I was at a design conference in Seattle talking with a colleague when it arrived with a buzz.  Instead of the sweet note of longing I hoped for, I received this vaguely foreboding statement – and I deserved it.

A little background… My father had a way with cars.  He had the intuition and touch, and at times it seemed he related to them better than to any of us children.  I was in awe of his skill and how he seemed able to see and understand things that eluded the rest of us.

Well, one of our cars would have a carburetor flooding problem in very specific circumstances.  He knew that, and knew how to correct it when necessary.  Problem was, it was the car my mother drove most, and she wasn’t blessed with his “car whisperer” gifts…  One frigid winter night I remember him talking her through the process over the phone: remove the air cleaner, stick a hair comb into the choke plate to lean out the mix, and so on.  It wasn’t really a problem in his eyes because he understood the system intimately, and how to address problems it occasionally had.  It sure was a catastrophe that victimized my mother on nights like that though.

Keeping that in mind, let’s pull this all forward…  I had recently added a soundbar to our television and left the wiring in a “functional” state, planning to redo it when I wall-mounted the television in a week.  The universal remote wasn’t playing well with the soundbar, the HDMI ports and routing were a mess, but I knew exactly what was going on and could navigate it well. That was me – my wife didn’t understand it, couldn’t visualize it, and had no patience for it (or me) when “Chopped” was about to start.  Didn’t help that this was the third setup she had to deal with in as many weeks as I experimented.
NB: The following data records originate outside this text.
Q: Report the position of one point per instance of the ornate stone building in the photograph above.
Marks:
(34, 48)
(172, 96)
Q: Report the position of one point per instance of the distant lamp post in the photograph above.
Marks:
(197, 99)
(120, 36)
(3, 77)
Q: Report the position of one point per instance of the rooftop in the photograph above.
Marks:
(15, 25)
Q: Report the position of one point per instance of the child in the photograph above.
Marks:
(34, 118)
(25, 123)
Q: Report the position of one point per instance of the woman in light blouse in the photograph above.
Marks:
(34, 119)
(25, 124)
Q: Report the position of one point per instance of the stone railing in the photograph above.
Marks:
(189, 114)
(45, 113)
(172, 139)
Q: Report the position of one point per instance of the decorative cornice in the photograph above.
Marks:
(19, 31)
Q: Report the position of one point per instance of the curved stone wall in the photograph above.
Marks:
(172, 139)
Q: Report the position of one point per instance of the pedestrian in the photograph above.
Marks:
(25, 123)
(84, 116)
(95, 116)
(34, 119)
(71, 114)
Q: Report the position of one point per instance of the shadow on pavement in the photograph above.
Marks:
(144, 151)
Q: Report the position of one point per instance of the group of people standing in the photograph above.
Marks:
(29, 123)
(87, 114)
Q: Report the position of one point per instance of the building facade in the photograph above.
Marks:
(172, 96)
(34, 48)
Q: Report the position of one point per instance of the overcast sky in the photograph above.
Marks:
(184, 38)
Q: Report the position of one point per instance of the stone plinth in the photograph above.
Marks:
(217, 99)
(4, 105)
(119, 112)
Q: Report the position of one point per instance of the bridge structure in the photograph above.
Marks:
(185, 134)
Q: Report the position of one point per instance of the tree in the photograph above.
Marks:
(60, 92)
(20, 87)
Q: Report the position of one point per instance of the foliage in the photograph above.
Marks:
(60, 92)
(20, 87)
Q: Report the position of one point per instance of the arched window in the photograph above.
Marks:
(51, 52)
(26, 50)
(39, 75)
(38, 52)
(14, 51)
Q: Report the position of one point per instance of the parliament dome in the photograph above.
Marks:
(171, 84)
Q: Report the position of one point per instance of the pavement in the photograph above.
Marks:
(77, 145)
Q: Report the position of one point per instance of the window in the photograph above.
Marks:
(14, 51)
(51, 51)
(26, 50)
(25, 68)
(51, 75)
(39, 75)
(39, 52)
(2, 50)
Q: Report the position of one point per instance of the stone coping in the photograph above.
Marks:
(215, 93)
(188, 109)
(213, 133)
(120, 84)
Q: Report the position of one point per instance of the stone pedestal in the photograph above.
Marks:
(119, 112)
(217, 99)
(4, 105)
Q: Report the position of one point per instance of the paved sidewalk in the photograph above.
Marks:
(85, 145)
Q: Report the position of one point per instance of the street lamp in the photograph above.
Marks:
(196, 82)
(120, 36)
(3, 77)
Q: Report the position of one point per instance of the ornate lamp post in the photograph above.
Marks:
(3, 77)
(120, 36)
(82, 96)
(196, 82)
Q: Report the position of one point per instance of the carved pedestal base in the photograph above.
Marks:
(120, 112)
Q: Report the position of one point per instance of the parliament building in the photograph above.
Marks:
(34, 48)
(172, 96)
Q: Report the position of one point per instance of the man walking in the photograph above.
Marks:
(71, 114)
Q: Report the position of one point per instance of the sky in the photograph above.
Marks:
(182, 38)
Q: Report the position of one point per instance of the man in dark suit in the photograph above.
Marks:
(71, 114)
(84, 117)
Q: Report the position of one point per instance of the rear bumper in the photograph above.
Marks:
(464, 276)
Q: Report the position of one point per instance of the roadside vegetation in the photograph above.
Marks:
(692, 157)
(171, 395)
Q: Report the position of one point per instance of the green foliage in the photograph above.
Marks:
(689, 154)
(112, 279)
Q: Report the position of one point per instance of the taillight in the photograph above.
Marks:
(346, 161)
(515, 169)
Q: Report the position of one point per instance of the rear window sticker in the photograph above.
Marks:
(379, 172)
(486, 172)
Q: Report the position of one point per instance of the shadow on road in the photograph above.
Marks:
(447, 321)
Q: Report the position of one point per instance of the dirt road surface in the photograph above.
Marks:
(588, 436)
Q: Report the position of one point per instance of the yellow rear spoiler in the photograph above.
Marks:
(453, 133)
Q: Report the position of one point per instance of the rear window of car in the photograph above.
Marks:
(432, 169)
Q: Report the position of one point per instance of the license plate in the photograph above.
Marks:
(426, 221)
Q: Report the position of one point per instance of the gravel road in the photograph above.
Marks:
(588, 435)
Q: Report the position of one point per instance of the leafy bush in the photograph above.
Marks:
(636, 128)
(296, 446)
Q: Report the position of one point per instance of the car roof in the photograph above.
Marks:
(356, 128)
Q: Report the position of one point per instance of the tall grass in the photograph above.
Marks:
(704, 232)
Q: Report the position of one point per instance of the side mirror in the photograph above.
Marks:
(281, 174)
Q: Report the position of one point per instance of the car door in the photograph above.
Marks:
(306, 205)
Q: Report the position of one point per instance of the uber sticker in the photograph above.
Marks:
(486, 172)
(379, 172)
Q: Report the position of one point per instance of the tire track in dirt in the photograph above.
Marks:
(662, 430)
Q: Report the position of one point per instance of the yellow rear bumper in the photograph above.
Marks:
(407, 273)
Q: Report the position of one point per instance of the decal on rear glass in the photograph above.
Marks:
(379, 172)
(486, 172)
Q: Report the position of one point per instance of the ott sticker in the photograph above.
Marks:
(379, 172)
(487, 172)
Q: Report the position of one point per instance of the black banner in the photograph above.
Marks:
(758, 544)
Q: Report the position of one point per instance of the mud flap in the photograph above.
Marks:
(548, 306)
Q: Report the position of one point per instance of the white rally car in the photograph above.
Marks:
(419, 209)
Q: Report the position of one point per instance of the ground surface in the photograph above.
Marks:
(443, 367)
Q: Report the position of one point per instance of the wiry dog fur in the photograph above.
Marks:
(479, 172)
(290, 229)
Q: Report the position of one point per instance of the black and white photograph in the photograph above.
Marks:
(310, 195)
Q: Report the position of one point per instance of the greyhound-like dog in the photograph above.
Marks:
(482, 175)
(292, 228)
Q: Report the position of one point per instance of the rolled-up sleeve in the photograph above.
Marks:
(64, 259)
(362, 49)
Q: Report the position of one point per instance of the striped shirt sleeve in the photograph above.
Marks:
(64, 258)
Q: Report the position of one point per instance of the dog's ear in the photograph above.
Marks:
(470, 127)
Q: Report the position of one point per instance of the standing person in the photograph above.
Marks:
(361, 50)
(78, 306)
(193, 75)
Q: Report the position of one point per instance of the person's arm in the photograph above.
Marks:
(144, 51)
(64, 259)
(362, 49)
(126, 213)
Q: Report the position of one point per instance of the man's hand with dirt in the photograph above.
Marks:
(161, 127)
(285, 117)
My wife was a typical user, and it is often easy for product development professionals to lose touch with their point of view.  You may think you are just like them – heck, you use the product at home too!  But the more you know as a professional in the field (designer, engineer, marketing specialist, etc…), the further you get from being a kindred soul of the mass market consumer.  The mechanisms of accomplishing a task are apparent to you, and you’ve gotten to the point of developing sophisticated jargon to describe the elements and actions you deal with to make the magic happen.  Most of the time they don’t care – nor should they.  A convoluted description or excuse doesn’t solve their need, regardless of how proud we may be that we figured it all out.

I already know this well, but an occasional humbling reminder is a healthy thing.  I had grown to be my father’s son, but my wife was clearly not my mother’s daughter (as is the custom, I suppose).